Среди стилистических тенденций русского модернизма стремление к минимализации объема и к незавершенности занимает одно из важных мест. Это выражается как в размывании и последующей потере жанровых признаков текста1, так и в проблематизации его начала и конца. Когда речь идет о конкретном тексте, минимализм и незавершенность поддерживают друг друга ; однако писатель может стремиться к завершению не единичного произведения, а сверхтекстовых единств, например, цикла2. Общеизвестно, что первоначальный замысел Андрея Белого написать трилогию романов, открытую Серебряным голубем, начинает бесконечно ветвиться и остается незавершенным, пока последняя часть, разбившись на множество ручейков, не выливается в ряд текстов второй половины 1910-x и 1920-х годов, смутно уже связанных с первоначальным замыслом.

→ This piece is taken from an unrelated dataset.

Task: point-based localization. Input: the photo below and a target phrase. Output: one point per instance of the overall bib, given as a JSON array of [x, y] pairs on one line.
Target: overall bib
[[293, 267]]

Именно поэтому собственные крупные тексты могли восприниматься Белым лишь как фрагменты, подступы к темам, для которых они тем самым служили набросками :
…« Петербург » — только пункт величавой картины, перед которой года я стою ; колоссальные недостатки наброска (а « Петербург » есть набросок), меня не смущают ; случайный набросок был критикой встречен сочувственно ; — но почему мне не верят, что пoлон я творчества, что « Петербург » лишь начало моей эпопеи, которую осуществить я могу лишь в условиях специальных ; я — мастер огромных полотен ; огромные плоскости нужны для кисти моей ; многоэтажные стены дворцов мне могли бы отдать для моих титанических сюжетов ; их — нет у меня ; и оттого-то единственно я не пишу эпопеи своей ; между тем : одолевают меня « миниатюрами ». [Белый, 1921 : 119]

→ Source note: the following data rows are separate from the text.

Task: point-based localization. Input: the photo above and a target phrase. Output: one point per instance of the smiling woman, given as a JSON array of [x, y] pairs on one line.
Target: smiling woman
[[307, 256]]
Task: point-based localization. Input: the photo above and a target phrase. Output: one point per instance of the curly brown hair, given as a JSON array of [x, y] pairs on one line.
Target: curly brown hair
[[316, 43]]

Эта фраза Белого привлекла несочувственное внимание Г. Адамовича, мимоходом вспомнившего ее в рецензии на Ритм как диалектика : « Он […] уверял, что рожден для огромных полотен, обещал создать что-то неслыханное и невиданное, как воздух нужное новой России » [Адамович, 2011 : 95]. В некрологе Белому критик высказался о нем как о создателе замыслов : « Замысел развалился, и под обломками своими все похоронил. Но замысел — или хотя бы даже только догадка о нем, предвкушение его — был такой, какого ни у кого не было ; тут меркнет и Блок » [Адамович, 2011 : 107 ; Смерть Андрея Белого, 2013 : 669]. В. Шершеневич также связывал неосуществимость замыслов Белого с его писательским дилетантизмом :
В искусстве может быть отвергнуто все, кроме мастерства. Даже гений подчиняется этому требованию. Гений замысла и не мастер творения в лучшем случае остается Бенедиктовым, в худшем превращается в Андрея Белого. Для открытия Америки мало быть Веспуччи, надо еще найти плотника, который смог бы построить новый корабль3. [Шершеневич, 1920 : 10-11]

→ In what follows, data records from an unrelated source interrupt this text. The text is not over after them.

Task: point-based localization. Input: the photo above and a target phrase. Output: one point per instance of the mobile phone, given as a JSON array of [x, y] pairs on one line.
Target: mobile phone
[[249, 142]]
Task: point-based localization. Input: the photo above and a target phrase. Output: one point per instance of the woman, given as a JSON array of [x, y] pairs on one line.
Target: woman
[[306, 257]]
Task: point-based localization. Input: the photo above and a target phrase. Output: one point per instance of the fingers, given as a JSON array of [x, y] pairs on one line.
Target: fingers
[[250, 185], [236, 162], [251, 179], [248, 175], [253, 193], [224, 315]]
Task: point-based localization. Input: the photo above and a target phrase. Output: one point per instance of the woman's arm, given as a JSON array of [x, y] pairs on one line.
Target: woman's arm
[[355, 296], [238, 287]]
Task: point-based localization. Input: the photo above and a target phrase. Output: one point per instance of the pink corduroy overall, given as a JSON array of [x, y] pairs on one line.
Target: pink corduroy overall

Жанр дневника доступен не только писателям-профессионалам : в те же годы Андрей Белый, задаваясь вопросом, почему он ведет свой дневник, связывал его с собственной невозможностью сконцентрироваться на одной теме.
Мне писать почти не о чем : определенная тема претит. Если я говорю, что писать почти не о чем, это вовсе не значит, что темы мои истощились ; наоборот, мои темы размножились. Если бы я захотел выбрать тему статьи, остановился бы в недоумении перед множеством разнообразнейших и интереснейших тем. [Белый, 1919 : 123]
По мысли писателя, в дневнике эти темы достаточно лишь наметить и назвать, и далее, после впечатляющего перечня того, о чем он мог бы написать, Белый признается, что замысел у него развивается быстрее, чем он успевает закончить текст :
[…] все, о чем ни подумаю, зажигается, мысли бегут, развиваясь в статью, опережая уставшую руку ; ещё не написан и лист, а уже статья вытвевилась, зацвела и в сознании приняла она форму « трактата », которым заняться бы стоило ; и бросаешь статью : столько тем уж загублено. [Белый, 1919 : 123]
Ролан Барт также связывал сочинение фрагментов с собственным пристрастием придумывать и писать начало, а не завершать художественный текст [Барт, 2002 : 108]. Это обаяние незавершенности, как кажется, можно разглядеть в ряде начинаний раннего русского символизма. Можно вспомнить небезызвестную « теорию литературных школ » А. Добролюбова, которой он поделился с Брюсовым в 1894 году. Она известна нам по искаженному пересказу газетчика. Пересказ послужил причиной недовольства создателя « теории », хотя ее основная идея, судя по всему, была журналистом донесена. Добролюбов классифицировал литературные школы по изображению разных моментов движения (видимо, души по преимуществу) : центральный момент процесса изображала классическая эпоха, его конец — романтическая ; реализм стремился изобразить движение во его целом, а символизм только начальный момент, оставляя остальное угадывать [Кобринский, 2005 : 433, 465]. Отметим, что в своем первом сборнике сам Добролюбов не раз заставляет читателя домысливать, что особенно хорошо заметно в названии одного из опубликованных там циклов — Замирающие ; а один из текстов состоит из строки отточий с указанием музыкального темпа Moderato [Кобринский, 2005 : 481-483, 487]. В контексте таких умонастроений становится более понятным название стихотворного сборника В. Гофмана Книга вступлений (1904), тексты которого, равно как и циклы, оставляют ощущение законченной композиции4. В один ряд с подобными начинаниями раннего русского модернизма можно поставить написанную на спор и до сих пор неопубликованную Книгу начал актера В. Н. Соловьева, представлявшую собой мистификацию из « небольших отрывков несуществующих, якобы погибших произведений ». Процитированные слова позаимствованы из письма М. Л. Лозинского к Блоку от 19 марта 1911 году, в котором тот приглашал поэта к участию в жюри для решения о том, выиграно ли пари. Далее Лозинский характеризует эту литературную шутку весьма примечательно : « Каждое “начало” — их девять — должно быть художественно законченным в своей незаконченности так, чтобы к нему нельзя было написать продолжение » [“Я, петербуржец”, 1986 : 110].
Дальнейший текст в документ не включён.